Artist seated on a stool in front of an easel – before 1728


Etching after Antoine Watteau. Size of sheet: 30 x 21.3 cm. Lettered: ‘Watteau In/C.Sculp./227’. Inscribed in pencil at lower edge ‘sf’.


Goncourt 1875, 604; Rosenberg, 1997 (Vol.I, p.36, fig.20a).


Provenance: with Galerie Paul Prouté.


Very fine impression with wide margins around the platemark on laid watermarked paper. A slight yellowing of paper on the right side of the sheet, otherwise in excellent condition.


Comparative Impressions: Fine Arts Museums of San Francisco – 1963.30.30032; Albertina Museum – F/II/34/36.



Comte de Caylus after Watteau: Artist Seated on a Stool

  • Plate 227 from volume II from the ‘Figures De Différents Caracteres, de Paysages, & d'Etudes Dessinées D'Après Nature Par Antoine Watteau Peintre du Roy en son Académie Royale de Peinture et Sculpture Gravées àl'Eau forte par des plus habiles Peintres et Graveurs du Temps Tirées Des Plus Beaux Cabinets De Paris’ [Figures Of Different Characters, Landscapes, & Studies Drawn From Nature By Antoine Watteau Painter Of The Roy In His Royal Academy Of Painting And Sculpture Engraved With Etching By The Most Skilful Painters And Engravers Of The Time Drawn From The Most Beautiful Cabinets in Paris], known as the Recueil Jullienne.

    It is after a drawing in sanguine with a caricature-portrait of the painter Claude Gillot (French, 1673-1722) in whose studio Watteau trained between 1703 and 1708 (Goncourt, 1875, p.287), though Rosenberg indicates the artist Claude III Audran (1658-1734) to be the sitter of this portrait (Rosenberg, 1997, p.36). 

    At his death, Watteau bequeathed more than four thousand drawings to four of his friends, among whom was Jean de Jullienne (French, 1686-1766). He paid Watteau’s drawings an extraordinary compliment by publishing at his own expense two volumes of etchings that reproduced 351 of them. Jullienne was an amateur painter, engraver and musician; at the same time, he was the managing director of a factory attached to the Gobelins. Later he became de Jullienne, and the owner of the business. He became Watteau’s friend and greatest champion.

    The Comte de Caylus, an aristocrat by birth (Mme de Maintenon, 2nd wife of King Louis XIV, was his aunt), was an admirable and prolific etcher and exercised an extraordinary influence over every branch of art during the early part of the 18th century.

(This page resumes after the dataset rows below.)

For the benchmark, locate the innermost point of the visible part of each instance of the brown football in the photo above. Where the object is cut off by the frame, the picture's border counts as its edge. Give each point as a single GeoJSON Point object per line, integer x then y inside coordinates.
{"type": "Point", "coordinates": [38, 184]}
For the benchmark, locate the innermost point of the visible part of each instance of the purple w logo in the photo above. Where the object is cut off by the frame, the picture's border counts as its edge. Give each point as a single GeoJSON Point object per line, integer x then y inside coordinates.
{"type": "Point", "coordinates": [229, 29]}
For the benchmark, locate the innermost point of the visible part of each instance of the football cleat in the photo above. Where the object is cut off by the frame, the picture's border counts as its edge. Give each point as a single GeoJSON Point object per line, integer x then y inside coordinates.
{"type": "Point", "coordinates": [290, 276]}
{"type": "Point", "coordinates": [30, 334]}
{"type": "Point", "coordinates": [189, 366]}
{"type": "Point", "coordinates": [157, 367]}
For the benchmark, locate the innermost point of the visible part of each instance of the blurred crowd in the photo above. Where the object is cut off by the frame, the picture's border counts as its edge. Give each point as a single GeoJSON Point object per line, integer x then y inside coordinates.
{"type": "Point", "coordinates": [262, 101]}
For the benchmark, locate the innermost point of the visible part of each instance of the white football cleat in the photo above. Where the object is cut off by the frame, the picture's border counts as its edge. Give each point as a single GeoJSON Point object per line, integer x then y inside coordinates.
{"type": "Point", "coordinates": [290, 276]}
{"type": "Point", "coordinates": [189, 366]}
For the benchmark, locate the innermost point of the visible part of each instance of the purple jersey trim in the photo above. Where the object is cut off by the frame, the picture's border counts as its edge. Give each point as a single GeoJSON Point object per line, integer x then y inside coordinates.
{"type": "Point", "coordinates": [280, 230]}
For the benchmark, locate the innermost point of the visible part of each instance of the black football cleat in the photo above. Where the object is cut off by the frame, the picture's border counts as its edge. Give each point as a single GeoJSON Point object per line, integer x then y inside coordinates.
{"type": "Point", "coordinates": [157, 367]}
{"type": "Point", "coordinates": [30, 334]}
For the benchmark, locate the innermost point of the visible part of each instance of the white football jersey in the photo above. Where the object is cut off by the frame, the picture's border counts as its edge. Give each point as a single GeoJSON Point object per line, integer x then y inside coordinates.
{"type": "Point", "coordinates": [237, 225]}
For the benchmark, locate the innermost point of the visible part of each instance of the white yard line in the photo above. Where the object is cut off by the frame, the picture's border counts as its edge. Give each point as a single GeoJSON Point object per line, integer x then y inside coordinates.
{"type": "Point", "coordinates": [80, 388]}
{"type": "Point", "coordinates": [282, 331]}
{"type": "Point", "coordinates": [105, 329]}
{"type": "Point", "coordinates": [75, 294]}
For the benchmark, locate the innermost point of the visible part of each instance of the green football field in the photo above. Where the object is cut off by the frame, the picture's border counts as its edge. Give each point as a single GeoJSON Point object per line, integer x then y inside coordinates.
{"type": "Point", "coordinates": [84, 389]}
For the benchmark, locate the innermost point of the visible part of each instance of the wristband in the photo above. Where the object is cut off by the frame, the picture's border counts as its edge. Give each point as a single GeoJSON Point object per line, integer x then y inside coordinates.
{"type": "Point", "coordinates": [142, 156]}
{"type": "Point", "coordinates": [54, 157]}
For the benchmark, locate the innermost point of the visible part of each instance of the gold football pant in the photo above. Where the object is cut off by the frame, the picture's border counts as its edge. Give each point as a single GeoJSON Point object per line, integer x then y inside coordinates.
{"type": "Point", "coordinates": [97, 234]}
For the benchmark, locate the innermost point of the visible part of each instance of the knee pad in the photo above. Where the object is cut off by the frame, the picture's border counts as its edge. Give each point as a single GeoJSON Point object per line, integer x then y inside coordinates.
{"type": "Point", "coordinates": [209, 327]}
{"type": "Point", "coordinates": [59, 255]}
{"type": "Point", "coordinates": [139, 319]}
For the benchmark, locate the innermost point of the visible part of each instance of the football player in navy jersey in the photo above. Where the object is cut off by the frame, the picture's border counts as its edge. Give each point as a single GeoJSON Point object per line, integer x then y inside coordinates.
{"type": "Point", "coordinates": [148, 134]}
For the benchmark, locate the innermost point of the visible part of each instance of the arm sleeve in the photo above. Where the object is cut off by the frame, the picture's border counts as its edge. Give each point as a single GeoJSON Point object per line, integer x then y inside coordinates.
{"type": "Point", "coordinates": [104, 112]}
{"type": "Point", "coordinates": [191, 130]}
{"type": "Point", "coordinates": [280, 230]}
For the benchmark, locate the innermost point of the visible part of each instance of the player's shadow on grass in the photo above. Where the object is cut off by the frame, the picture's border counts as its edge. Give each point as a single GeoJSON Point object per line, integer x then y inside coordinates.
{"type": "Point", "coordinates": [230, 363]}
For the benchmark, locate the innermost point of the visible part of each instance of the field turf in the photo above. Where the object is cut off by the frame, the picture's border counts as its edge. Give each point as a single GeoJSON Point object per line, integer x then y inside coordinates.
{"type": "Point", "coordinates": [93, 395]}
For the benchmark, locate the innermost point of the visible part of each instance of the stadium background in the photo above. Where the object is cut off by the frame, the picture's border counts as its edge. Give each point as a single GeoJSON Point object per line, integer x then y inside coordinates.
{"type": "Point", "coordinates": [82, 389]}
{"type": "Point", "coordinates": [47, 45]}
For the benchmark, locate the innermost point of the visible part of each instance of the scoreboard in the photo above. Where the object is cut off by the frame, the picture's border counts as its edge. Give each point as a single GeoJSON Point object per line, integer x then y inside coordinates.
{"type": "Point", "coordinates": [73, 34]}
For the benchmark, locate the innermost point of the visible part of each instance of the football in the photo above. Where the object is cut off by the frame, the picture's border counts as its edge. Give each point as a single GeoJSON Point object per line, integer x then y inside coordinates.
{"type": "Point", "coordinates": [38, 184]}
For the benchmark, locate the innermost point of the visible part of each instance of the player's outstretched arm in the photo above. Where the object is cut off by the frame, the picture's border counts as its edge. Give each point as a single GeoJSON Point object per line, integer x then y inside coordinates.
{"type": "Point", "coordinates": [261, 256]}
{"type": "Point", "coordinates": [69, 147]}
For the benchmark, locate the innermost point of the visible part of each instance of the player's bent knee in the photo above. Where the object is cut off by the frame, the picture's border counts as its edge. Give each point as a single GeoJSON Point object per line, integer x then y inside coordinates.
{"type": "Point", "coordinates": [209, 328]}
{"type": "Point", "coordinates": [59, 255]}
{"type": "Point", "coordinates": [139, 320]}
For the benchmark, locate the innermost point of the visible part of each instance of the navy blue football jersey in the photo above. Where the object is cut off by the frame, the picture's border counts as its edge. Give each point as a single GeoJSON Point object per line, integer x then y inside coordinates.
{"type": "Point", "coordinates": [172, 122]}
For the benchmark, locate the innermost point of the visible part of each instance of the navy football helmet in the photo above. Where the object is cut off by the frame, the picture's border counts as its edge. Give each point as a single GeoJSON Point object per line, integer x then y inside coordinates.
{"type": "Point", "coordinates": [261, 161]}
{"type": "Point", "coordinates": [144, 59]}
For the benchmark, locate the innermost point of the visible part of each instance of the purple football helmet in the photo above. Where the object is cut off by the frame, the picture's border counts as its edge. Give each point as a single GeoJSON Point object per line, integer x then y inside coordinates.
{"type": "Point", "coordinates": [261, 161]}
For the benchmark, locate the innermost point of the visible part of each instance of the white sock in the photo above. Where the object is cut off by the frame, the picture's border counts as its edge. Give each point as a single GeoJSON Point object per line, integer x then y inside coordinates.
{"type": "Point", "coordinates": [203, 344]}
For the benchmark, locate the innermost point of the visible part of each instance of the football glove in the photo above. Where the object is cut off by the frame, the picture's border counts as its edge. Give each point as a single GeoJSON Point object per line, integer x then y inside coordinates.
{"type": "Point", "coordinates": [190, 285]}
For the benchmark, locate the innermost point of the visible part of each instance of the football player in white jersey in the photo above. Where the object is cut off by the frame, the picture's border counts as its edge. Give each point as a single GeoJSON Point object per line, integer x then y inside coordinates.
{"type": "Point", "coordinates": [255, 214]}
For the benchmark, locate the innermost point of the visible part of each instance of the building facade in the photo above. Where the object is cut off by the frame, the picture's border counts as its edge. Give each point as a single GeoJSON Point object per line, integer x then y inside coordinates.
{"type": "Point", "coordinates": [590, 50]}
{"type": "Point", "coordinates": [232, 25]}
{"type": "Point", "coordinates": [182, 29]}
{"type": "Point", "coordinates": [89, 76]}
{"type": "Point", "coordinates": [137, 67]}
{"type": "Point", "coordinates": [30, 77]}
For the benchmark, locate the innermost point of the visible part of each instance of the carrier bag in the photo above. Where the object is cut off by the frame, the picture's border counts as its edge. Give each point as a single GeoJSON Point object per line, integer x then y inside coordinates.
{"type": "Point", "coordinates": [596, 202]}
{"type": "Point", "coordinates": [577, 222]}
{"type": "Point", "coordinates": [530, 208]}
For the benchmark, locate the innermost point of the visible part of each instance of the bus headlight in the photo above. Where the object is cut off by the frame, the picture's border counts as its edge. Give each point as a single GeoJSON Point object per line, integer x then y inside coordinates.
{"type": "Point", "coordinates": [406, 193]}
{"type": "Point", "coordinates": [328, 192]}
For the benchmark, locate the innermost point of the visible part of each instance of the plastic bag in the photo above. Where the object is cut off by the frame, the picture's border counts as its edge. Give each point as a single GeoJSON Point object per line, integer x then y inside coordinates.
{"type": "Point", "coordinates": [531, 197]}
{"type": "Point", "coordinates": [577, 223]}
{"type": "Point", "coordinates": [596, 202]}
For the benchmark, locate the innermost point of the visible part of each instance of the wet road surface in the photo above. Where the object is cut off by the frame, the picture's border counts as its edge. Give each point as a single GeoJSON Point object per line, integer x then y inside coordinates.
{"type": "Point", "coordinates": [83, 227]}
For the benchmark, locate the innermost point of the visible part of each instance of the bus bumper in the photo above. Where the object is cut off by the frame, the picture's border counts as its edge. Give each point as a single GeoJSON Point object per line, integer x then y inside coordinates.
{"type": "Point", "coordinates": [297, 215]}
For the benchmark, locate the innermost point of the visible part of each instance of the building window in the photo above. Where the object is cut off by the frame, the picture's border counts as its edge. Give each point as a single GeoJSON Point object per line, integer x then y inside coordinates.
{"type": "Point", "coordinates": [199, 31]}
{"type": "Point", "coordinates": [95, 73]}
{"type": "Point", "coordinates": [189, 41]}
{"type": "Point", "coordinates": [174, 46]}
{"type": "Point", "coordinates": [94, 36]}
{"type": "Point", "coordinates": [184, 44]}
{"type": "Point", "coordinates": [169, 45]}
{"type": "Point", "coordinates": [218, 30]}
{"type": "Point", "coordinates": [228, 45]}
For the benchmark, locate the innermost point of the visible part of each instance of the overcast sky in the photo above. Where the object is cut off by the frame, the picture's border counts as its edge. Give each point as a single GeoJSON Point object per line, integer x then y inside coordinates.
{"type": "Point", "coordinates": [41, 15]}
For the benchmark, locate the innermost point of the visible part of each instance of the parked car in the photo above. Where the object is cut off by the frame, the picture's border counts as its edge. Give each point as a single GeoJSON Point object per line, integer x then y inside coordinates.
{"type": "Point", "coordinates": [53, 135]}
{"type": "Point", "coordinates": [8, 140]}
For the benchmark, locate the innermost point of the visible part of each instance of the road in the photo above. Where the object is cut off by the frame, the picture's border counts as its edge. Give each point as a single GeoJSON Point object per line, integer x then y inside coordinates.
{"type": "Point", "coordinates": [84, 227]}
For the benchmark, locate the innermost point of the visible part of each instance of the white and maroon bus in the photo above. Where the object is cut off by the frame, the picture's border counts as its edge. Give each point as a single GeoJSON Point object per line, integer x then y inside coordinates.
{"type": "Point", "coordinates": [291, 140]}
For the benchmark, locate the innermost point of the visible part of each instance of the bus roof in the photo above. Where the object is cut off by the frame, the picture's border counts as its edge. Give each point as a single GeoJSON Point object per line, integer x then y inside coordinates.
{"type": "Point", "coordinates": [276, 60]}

Count Caylus’ outstanding contribution to the artistic endeavours of his period is the popularisation of rare drawings which were hidden away in inaccessible collections. Prints bearing his signature ‘C’ are rare, for Caylus had the habit of polishing his plates after a few prints had been taken. He worked chiefly from drawings by Italian and French masters, including examples from the collection of Pierre Crozat and the Cabinet du Roi (the collection of the King); he also made many etchings from drawings by his friend Antoine Watteau and Edmé Bouchardon.

  • Lady Dilke, French Engravers and Draughtsmen of the XVIII Century, 1902;

    F.L. Leipnik, A History of French Etching from the Sixteenth Century to the Present Day, 1924.

    Emile Dacier & Albert Vuaflart, Jean de Jullienne et les graveurs de Watteau au XVIIIe siècle, 1929;

    R.H. Wilenski, French Painting, From the Glass Paintings in Gothic Cathedrals to the Paintings of the Modern Movement, 1949; 

    Pierre Rosenberg, Antoine Watteau 1684-1721: Catalogue Raisonné des Dessins, 1997.